朝5時にかかってきた父からの電話
朝の5時、夜遊び好きの父からの電話で目を覚ました。
父に何かあったのかと慌てて出たが、ポケットの中でボタンを押したパターンのようだ。
面白いのでそのまま聞いてみることにしたが、どうも電話の向こうに父はおらず、性別不明の二人の話し声がする。
声は少し反響していて、豪快に水を流すような音も聞こえた。
話し声は最初、少し遠くて何を言っているのか分からなかったが、徐々にはっきりと聞こえるようになった。
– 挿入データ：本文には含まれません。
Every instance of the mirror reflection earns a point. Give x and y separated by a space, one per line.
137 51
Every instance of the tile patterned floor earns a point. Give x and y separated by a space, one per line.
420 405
ポケットの中にしては明瞭すぎる程よく聞こえるが、何故だか話の内容が分からない。
というか、単語が全く拾えない。
話し声は日本語ではなく、全く聞いたことのない言語だった。
かれこれ10分以上はその奇妙な会話を聞いていたが、急に怖くなって電話を切った。
その後すぐにかけ直すと、普通に父が出た。
これまた普通の飲み屋っぽい場所で、周りで父の友人の笑い声もする。
ポケットの中でボタンを押したというには、あまりにも場所の雰囲気が違った。
一応、「電話した?」と聞いたが、「してない」と予想通りの返事。
しかし、お互いの発着履歴は携帯電話に残っていた。
まだPHSを使っていた10年以上も昔の話。
(終)
パルディオ611S、未だに机の中にある。
簡単にモデムになる良い機種だった。